I've been working on a schedule. Funny how we revert back to our comfort zone, even as we are in the midst of a break-through. I had a schedule all made up. I had broken into half-hour increments. After posting it on the web-site and looking at it for a few days, I realized this was exactly what I did not want. I scraped it and just sat on the idea of a schedule for a few days.
I imagined what the days would look like with 5 to 8 kids in tow from 7:00 a.m. to 6:00 p.m. I thought about the rhythm of the last seven years, what worked, what didn't. Slowly, I started picturing the days as they flow. I decided that in order to have the type of preschool that I want, the type that is tranquil and flowing but yet fun and exciting, I cannot have a set schedule!
How can I have rhythms without a set schedule? I decided to break the day into chunks; morning, afternoon and evening.
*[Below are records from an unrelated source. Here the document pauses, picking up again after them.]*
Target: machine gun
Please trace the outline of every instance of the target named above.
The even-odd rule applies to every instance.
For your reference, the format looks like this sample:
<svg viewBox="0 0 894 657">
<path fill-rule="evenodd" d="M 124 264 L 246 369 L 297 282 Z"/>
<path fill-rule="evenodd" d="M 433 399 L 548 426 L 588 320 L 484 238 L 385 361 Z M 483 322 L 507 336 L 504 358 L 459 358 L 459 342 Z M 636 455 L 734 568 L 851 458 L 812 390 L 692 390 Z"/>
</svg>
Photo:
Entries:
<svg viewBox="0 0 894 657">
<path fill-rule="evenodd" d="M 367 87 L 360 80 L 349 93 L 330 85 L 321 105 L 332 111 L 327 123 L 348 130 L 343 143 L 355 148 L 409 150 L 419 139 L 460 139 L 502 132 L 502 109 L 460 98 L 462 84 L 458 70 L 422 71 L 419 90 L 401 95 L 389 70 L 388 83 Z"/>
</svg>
This allow for rhythms without a rigid schedule that can stifle creativity.
The morning flow will be a bit more structured in the sense that I will be more involved in guiding children through the activities. The afternoon consists of lunch, clean up and rest time. The evening will consist of self-directed activities and wind-down in preparation for going home.
A sample of morning activities may be making musical instruments, using them in the circle gathering. The children may work on the flower garden, planning and planting. The children will always be involved in snack preparation and clean up. There will be other activities available for children who finish their work. Those who delve into their projects with more aplomb can spend more time on them without a break in the rhythm. So the morning continues with activities and chores until lunch time. Yes, you read that correctly, children will be doing chores. Clean up is an essential part of learning.
Lunch is not viewed as something to get through so we can go outside and play. In fact lunch becomes as integral to the learning as any cognitive activity. The children, with guidance will set the table with real dishes, glasses and utensils. No plastic sippy cups or divided plastic plates. Those are convenient for travel, but have no place during a fine dining experience. The children will wash, dry and put away the dishes. After lunch, it's time to relax, reflect and perhaps even time for a nap.
Late afternoon or evening allows children to express themselves in self-directed activities. You'll be surprised the great things little ones come up with if given time and minimal involvement. Depending on the time most children get pick up, we will start winding down about 30 minutes prior. Wash up, read or tell stories, talk about the day, anticipate the next day.
Simple, predictable and flexible...I like it.